Look, scripture tells us that the Church of Corinth was not a homogeneous community. This was not a group of like-minded people with similar backgrounds and experiences, all dancing in the same rhythm of life, quite the contrary.

This text tells us that within this fellowship there were married and unmarried men and women, widows and children, converted gentiles, Jewish leaders, slaves, and free people, the poor and the wealthy – and all of them with different gifts and skill sets, thoughts and opinions. That kind of diversity – for any social community (including ours) is going to come with both benefits and challenges. As far as the Apostle Paul was concerned, God had called this church to be diverse and they had to learn to get along within it. And because Paul knew that diversity unloved leads to division he schooled them with this call to unity – with an ethic of love above all else.

But, make no mistake – 1 Corinthians 13 is not a static list of attributes, “love is…this” or “love is… that”. It is a call to the practice of love.  As the quote at the top of your bulletin says, this practice “requires you to be kind when you are angry, patient when you feel anxious, compassionate when you judge others, caring when you feel apathetic, trust when you’ve been wronged”.

Let’s be clear. Paul is NOT saying, pretend that you never get angry, frustrated or disappointed from time to time with brother Zeek or sister Anna. The deeper wisdom of Paul’s words are – COUNT ON IT, acknowledge it, feel it – then move forward in love, with kindness, without arrogance or focus on wrongdoing.

Relationships are tricky. Life in community is hard work.

Theology professor, Shively Smith calls it: “an up at dawn, feet on the ground, tools in hand, working kind of love.” She goes on to say, “Love is the way by which we talk to each other, eat with one another, fellowship together, and affirm all. Love transcends our self-imposed caste systems and personal biases. It forms whole and holistic people, who are anchored in the well-being of others. Love will not let us down if we genuinely live in it together.”

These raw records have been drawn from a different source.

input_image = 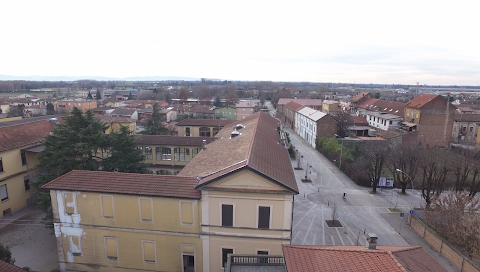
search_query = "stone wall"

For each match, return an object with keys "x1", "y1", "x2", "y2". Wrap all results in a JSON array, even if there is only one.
[{"x1": 410, "y1": 216, "x2": 480, "y2": 272}]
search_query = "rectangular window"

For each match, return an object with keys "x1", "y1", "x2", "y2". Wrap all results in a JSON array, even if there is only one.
[
  {"x1": 142, "y1": 241, "x2": 157, "y2": 263},
  {"x1": 140, "y1": 198, "x2": 153, "y2": 221},
  {"x1": 222, "y1": 204, "x2": 233, "y2": 227},
  {"x1": 0, "y1": 184, "x2": 8, "y2": 201},
  {"x1": 20, "y1": 151, "x2": 27, "y2": 165},
  {"x1": 222, "y1": 248, "x2": 233, "y2": 267},
  {"x1": 145, "y1": 146, "x2": 153, "y2": 160},
  {"x1": 105, "y1": 237, "x2": 118, "y2": 260},
  {"x1": 180, "y1": 201, "x2": 193, "y2": 224},
  {"x1": 65, "y1": 193, "x2": 75, "y2": 214},
  {"x1": 257, "y1": 250, "x2": 268, "y2": 263},
  {"x1": 174, "y1": 147, "x2": 190, "y2": 161},
  {"x1": 23, "y1": 176, "x2": 30, "y2": 191},
  {"x1": 258, "y1": 206, "x2": 270, "y2": 229},
  {"x1": 100, "y1": 196, "x2": 114, "y2": 218},
  {"x1": 68, "y1": 235, "x2": 82, "y2": 256},
  {"x1": 155, "y1": 146, "x2": 172, "y2": 161}
]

Sure, love is a message for weddings, and Valentine’s Day, and anniversaries. But, it is also a message for funerals and the day your credit card bill comes due, and when your children are fighting, or you’re listening to the State of the Union.

It is the practice of Sunday, Monday, Tuesday, Wednesday, Thursday, Friday, and Saturday. Because everydaylove is patient and kind; love does not envy or boast; it is not arrogant or rude,  insist on its own way; or rejoice at wrongdoing.  Love bears all things, believes all things, hopes all things, endures all things. Love is the constant goal. And Love never ends.